Spring is in the air, which means baseball season is just around the corner in Meadow Lake.
Since mid-March, the Meadow Lake Senior Sox have been hosting the team’s annual pitching clinic at Carpenter High School. Designed to improve the pitching and throwing skills of a wide array of young baseball players, the clinic takes place Thursdays and will wrap up later this month.
“The clinic goes for six weeks total, seven this year because we took a break partway through,” explained veteran Sox pitcher Craig Weran. “We’ve been doing this for about six or eight years in this format… It gets the kids starting to throw a bit before their baseball season starts.”
Weran went on to say, what often happens is, Meadow Lake Minor Baseball players get out on the diamond as soon as it’s dry enough in early May, and it’s not unusual to have one practice or maybe a couple of practices before they start playing.

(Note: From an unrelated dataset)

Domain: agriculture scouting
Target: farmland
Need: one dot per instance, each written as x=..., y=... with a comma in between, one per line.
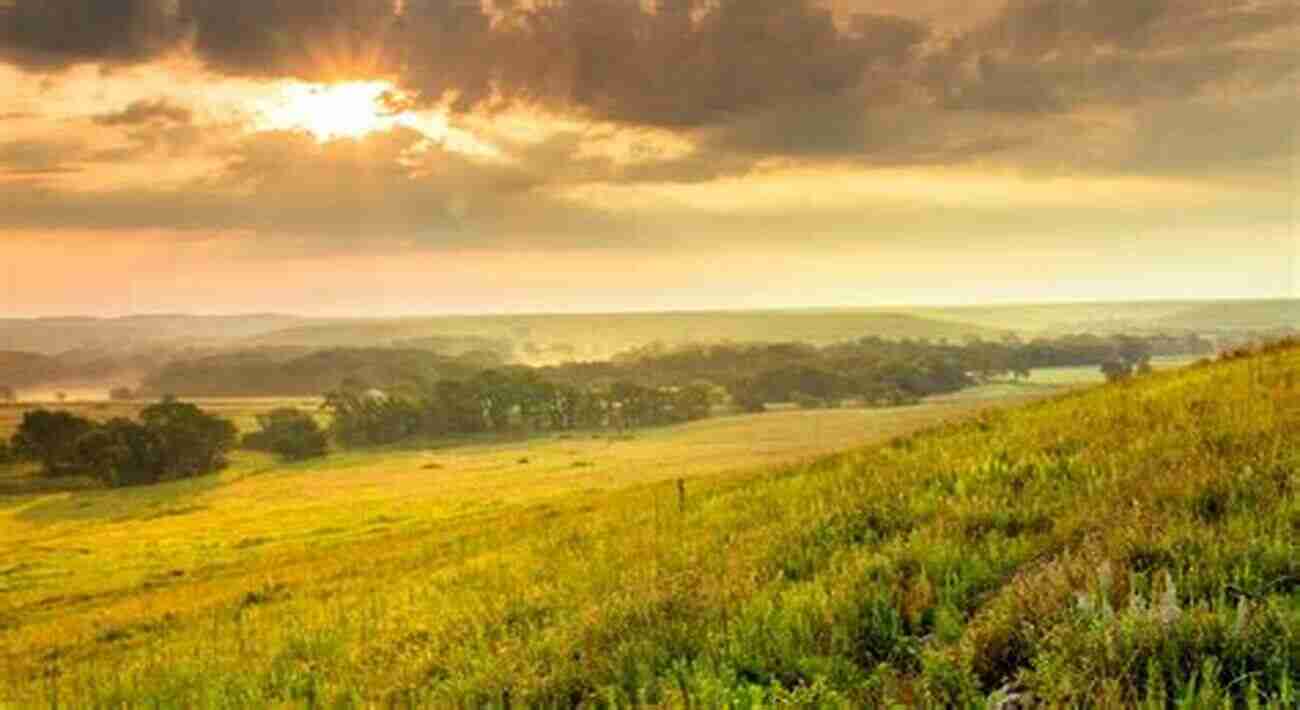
x=728, y=562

“The kids largely haven’t thrown a ball at that point and they end up dealing with sore arms and stuff about two or three weeks down the road,” he added. “This clinic is an effort to minimize some of the soreness and some of these injures by getting the kids throwing in the middle of March. This gets them prepared for the start of the season. Yes, it’s mostly a pitching clinic but, some of these kids are pretty young and as, 11U ball players, it’s sometimes their first opportunity to learn about the mechanics of pitching. We’re able to help them so, when they get that opportunity in a game situation, they’re comfortable on the mound.”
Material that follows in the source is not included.